In fact, there are many insights commercial groups can glean that will enrich clinical research and position drugs for success. By analyzing insurance claims and prescription data, we can predict quite a lot about which endpoints matter to payers and prescribers in different therapeutic areas.  While drugs are in early stages of development, we can also survey these same stakeholders, as well as patient organizations whose opinions they value, to produce an even deeper perspective on how different stakeholders define “value.” And, of course, we can shed light on real-world efficacy by beefing up postmarketing surveillance studies within our commercial organizations.

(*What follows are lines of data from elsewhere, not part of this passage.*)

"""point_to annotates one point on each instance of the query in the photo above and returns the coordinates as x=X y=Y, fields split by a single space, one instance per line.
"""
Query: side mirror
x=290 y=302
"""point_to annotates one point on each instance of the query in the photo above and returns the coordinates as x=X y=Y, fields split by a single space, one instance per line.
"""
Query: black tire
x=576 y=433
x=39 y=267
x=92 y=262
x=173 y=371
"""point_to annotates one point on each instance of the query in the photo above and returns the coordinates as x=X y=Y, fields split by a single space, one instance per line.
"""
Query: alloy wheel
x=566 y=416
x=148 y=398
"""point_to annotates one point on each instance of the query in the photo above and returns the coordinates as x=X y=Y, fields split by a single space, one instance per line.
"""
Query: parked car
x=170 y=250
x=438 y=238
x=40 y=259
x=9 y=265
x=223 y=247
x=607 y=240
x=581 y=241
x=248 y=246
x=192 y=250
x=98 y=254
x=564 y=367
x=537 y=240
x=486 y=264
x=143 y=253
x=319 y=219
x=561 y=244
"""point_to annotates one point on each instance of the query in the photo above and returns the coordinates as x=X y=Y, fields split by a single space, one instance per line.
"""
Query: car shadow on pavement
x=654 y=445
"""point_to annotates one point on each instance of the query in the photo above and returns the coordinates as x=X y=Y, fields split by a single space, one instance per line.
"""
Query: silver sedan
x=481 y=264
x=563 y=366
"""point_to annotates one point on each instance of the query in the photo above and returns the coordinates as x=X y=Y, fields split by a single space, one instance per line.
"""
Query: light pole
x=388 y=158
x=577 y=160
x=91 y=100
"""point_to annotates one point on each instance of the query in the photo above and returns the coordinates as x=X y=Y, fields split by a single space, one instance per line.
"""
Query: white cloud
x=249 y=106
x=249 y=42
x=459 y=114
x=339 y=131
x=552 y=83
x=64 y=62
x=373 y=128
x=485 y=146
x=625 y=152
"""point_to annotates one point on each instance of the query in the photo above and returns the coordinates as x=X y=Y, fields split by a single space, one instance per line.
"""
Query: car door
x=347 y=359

I was pleased to see this subject resonated with a few other members of the Future of Biotech panel. Leslie Stolz, head of Johnson & Johnson Innovation Center/JLABS California, at one point explained to the audience why this type of integration matters to big pharma as well as small biotechs. The challenge is “bringing commercial back in [and] taking what we learn back into clinical trials,” Stolz said. “Johnson & Johnson works really hard to get rid of the silos now that were in between the [research and commercial] organizations and bring everyone back in order to accomplish that.”

As many panelists pointed out, 2017 was a stupendous year for biotech tools and key technologies, from CRISPR gene-editing and sub-$1,000 genome sequencing to the first commercial forays into gene therapy, stem cell therapy, RNA-interference, to the advent of AI-assisted drug discovery.

What we all must remember is that technologies aren’t treatments, and regulatory approvals don’t automatically mean lower morbidity and mortality.  Medical breakthroughs should be more than just interesting science experiments. To truly benefit patients, we must apply the full complement of commercial insights to drug development and make sure effective drugs succeed at launch.